SYDNEY (Bloomberg) - Asian stocks rose, following a rebound in U.S. shares, after an unexpected drop in American retail sales strengthened the case for keeping interest rates lower for longer in the world's largest economy.
The MSCI Asia Pacific Index advanced 0.1 per cent to 144 as of 9:01 a.m. in Tokyo, paring this week's decline to 1 per cent. Rate bets were tempered Thursday after retail sales slipped for a third straight month. The Standard & Poor's 500 Index jumped 1.3 per cent after faltering earlier this week as a better-than- forecast U.S. jobs report raised concern the Federal Reserve will increase rates sooner than some expected.
U.S. retail sales data "provide the Fed with a well- rounded view of the prospects for the U.S. economy and may prompt a desire to wait until fresh data is released which is not impacted by distortions," said Matthew Sherwood, the Sydney-based head of investment markets research at Perpetual Ltd., which manages about US$21 billion. "There's better value and opportunity in other parts of the global share market."
Japan's Topix index added 0.3 per cent. South Korea's Kospi index advanced 0.9 per cent and Australia's S&P/ASX 200 Index slid 0.3 per cent. New Zealand's NZX 50 Index gained 0.3 per cent.

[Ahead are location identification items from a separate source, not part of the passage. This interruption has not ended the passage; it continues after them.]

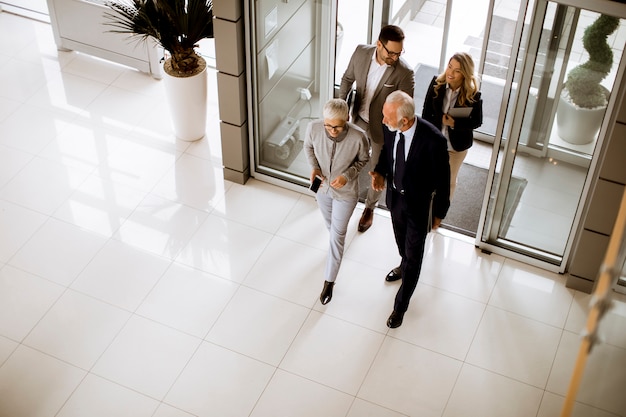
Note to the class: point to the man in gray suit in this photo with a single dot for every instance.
(377, 70)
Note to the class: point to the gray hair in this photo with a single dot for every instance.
(336, 108)
(405, 103)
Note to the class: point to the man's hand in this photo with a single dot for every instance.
(378, 181)
(448, 120)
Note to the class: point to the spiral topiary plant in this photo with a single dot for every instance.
(583, 81)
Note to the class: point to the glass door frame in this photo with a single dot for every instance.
(487, 236)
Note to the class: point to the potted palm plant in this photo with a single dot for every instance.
(177, 26)
(583, 99)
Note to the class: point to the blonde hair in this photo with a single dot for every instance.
(469, 86)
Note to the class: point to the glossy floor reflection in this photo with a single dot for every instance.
(135, 281)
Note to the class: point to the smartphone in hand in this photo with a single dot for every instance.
(315, 185)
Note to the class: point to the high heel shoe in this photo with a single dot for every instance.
(327, 292)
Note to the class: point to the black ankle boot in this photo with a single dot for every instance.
(327, 292)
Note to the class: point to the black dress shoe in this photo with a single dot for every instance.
(394, 275)
(327, 292)
(395, 320)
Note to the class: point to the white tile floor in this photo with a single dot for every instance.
(135, 281)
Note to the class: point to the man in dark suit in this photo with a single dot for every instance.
(377, 70)
(418, 188)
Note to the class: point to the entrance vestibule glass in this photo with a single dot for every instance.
(292, 46)
(540, 178)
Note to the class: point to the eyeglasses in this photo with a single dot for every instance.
(331, 127)
(392, 54)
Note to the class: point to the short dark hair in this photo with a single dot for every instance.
(391, 33)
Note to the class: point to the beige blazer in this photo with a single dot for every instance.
(397, 77)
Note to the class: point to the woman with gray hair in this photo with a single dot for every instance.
(336, 150)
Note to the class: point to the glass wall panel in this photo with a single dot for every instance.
(536, 190)
(293, 45)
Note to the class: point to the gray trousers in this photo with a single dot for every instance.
(336, 214)
(372, 195)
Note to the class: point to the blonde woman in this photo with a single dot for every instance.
(456, 87)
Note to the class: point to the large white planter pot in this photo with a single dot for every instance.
(576, 125)
(187, 101)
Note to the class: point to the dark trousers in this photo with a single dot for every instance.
(410, 235)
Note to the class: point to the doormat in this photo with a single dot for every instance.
(464, 213)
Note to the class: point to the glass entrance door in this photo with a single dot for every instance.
(539, 175)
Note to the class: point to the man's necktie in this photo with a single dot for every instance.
(399, 171)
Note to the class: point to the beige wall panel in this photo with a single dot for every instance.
(232, 98)
(614, 166)
(227, 9)
(229, 46)
(235, 146)
(604, 206)
(589, 255)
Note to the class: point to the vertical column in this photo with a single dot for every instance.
(603, 206)
(231, 87)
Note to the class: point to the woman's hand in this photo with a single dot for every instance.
(316, 172)
(339, 182)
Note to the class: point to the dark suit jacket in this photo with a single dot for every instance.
(426, 170)
(397, 77)
(462, 136)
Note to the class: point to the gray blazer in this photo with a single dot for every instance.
(397, 77)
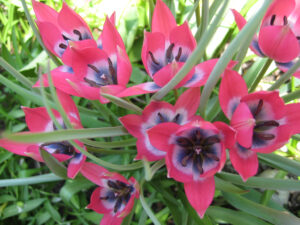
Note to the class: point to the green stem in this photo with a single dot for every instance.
(285, 76)
(37, 34)
(260, 75)
(146, 207)
(291, 96)
(30, 180)
(249, 30)
(20, 77)
(194, 57)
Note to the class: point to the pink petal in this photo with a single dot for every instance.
(132, 123)
(37, 119)
(293, 117)
(111, 220)
(200, 194)
(70, 108)
(69, 21)
(230, 97)
(189, 101)
(163, 20)
(243, 122)
(244, 161)
(96, 203)
(144, 88)
(146, 151)
(165, 74)
(93, 172)
(52, 40)
(227, 133)
(111, 38)
(15, 147)
(182, 36)
(154, 43)
(75, 165)
(44, 13)
(160, 135)
(278, 43)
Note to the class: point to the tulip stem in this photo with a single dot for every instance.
(37, 34)
(248, 30)
(291, 96)
(285, 76)
(260, 75)
(30, 180)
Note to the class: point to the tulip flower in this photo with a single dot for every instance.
(115, 195)
(91, 69)
(38, 120)
(58, 28)
(278, 37)
(160, 112)
(263, 123)
(194, 153)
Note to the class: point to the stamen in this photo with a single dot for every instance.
(91, 82)
(169, 53)
(77, 32)
(184, 142)
(178, 54)
(112, 71)
(153, 58)
(273, 19)
(161, 118)
(266, 137)
(285, 22)
(212, 156)
(118, 205)
(185, 159)
(211, 140)
(258, 108)
(269, 123)
(94, 68)
(175, 119)
(63, 46)
(65, 38)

Futures on the Standard & Poor's 500 Index added 0.1 per cent. U.S. retail sales dropped 0.6 per cent in February from the previous month. Economists surveyed by Bloomberg had expected a 0.3 per cent gain.
Fed funds futures put the odds of a U.S. rate increase in September at 53 per cent on Thursday, down from 56 per cent on Wednesday, though still above the 49 per cent priced in March 5, the day before the February payrolls report.
Futures contracts on Hong Kong's Hang Seng Index rose 0.3 per cent, while contracts on the Hang Seng China Enterprises Index of mainland firms listed in the city advanced 0.5 per cent. Singapore-traded futures on the FTSE China A50 Index climbed 0.6 per cent.